COVID-19 UPDATE: Debtcare is open and remains fully functional.
Home / Blog / Two Ways to Get Out of Debt in 5 Years or Less

Two Ways to Get Out of Debt in 5 Years or Less

Debtcare Blog

Two Ways to Get Out of Debt in 5 Years or Less

What is the best way to get out of debt fast?

Unfortunately, when it comes to debt there is rarely an easy way out. You likely didn’t get into debt overnight, so it’s going to take some time to regain your financial freedom. But there are options that can significantly speed up the process.

We’re looking at two of these options: filing for a consumer proposal and securing second mortgage financing. Read on to determine if one would work for you.

  1. Consumer Proposal

In a consumer proposal, an offer is made to your creditors to repay a portion of what you owe in lieu of the whole payment.

A consumer proposal is generally termed over five years. It is suitable for someone who is loaded in debt, making minimum payments, has defaulted on debt, or is having problems managing payments. It stops collection action and interest.

You might be eligible for a consumer proposal if you:

  • Have under $250,000 in debt (excluding your mortgage).
  • Are a higher-income earner who has gotten into a bad financial position.
  • Are a homeowner with some equity available.

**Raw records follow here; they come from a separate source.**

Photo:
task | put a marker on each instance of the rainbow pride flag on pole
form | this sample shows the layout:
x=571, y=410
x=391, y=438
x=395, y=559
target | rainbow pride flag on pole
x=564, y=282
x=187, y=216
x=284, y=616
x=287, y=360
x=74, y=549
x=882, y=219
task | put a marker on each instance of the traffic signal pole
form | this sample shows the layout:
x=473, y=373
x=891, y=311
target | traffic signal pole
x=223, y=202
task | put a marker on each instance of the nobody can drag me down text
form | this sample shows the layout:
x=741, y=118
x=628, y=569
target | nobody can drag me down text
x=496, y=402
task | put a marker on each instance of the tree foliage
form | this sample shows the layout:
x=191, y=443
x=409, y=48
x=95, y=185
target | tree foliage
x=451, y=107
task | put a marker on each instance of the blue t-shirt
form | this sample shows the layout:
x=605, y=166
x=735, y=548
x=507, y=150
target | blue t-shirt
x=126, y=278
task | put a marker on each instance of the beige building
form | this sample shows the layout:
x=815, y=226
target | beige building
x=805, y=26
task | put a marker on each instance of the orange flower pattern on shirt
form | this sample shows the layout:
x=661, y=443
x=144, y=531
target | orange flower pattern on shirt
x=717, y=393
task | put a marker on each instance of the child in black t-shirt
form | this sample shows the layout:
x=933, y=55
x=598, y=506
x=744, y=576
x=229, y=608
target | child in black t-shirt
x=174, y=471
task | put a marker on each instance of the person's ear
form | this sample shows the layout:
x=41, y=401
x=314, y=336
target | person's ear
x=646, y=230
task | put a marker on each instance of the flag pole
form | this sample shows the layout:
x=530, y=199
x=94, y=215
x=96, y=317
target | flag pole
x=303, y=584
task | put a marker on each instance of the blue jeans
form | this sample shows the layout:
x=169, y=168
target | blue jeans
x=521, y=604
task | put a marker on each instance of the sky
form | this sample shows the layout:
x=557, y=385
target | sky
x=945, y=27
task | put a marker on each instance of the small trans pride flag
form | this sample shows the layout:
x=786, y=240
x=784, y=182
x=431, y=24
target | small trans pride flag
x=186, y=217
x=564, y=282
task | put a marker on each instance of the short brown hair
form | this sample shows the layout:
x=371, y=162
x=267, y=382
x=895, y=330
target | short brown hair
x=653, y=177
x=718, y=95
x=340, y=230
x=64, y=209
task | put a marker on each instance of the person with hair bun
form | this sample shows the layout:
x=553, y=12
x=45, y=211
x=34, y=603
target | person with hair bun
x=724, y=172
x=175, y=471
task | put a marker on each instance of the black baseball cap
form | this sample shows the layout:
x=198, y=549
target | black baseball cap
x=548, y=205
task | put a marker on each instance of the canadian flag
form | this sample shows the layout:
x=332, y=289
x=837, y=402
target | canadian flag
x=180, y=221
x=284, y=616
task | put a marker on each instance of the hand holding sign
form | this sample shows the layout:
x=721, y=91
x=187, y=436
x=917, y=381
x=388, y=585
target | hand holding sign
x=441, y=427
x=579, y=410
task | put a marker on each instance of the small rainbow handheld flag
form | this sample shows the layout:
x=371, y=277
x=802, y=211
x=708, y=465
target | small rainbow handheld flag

However, filing for a consumer proposal has its downsides, too. For one thing, it can critically affect your credit score, making it extremely difficult to qualify for credit for years after the fact. It must also be filed through a Licensed Insolvency Trustee (LIT, or formerly known as a bankruptcy trustee) who takes a portion of what you pay. And there is no guarantee that the majority of your creditors will accept your proposal; you have to prove that this option would be more lucrative for them than if you filed for bankruptcy instead.

If you’re considering filing for a consumer proposal, it’s best to seek the advice of a qualified debt consultant who represents you and isn’t making income off of your consumer proposal.

  1. Second Mortgage Financing

If you’re a homeowner, securing a second mortgage might be available to you.

A second mortgage doesn’t affect the first mortgage and it can be amortized over five years to see you out of debt, without stretching out over 25 years like your first mortgage.

It’s best suited to those with home equity (at least 20% to 30%) and good credit. If your credit score is low, but you have equity, there may still be a lender who can help but it likely won’t be a prime lender.

A second mortgage can be a good way to consolidate debt, so long as you can make the payments on time. It can allow you to pay off your other outstanding debts and only have one monthly payment. Second mortgages typically carry a higher interest rate than first mortgages, but the rate is still often lower than the interest you might have from credit cards, car lease payments, or unsecured lines of credit.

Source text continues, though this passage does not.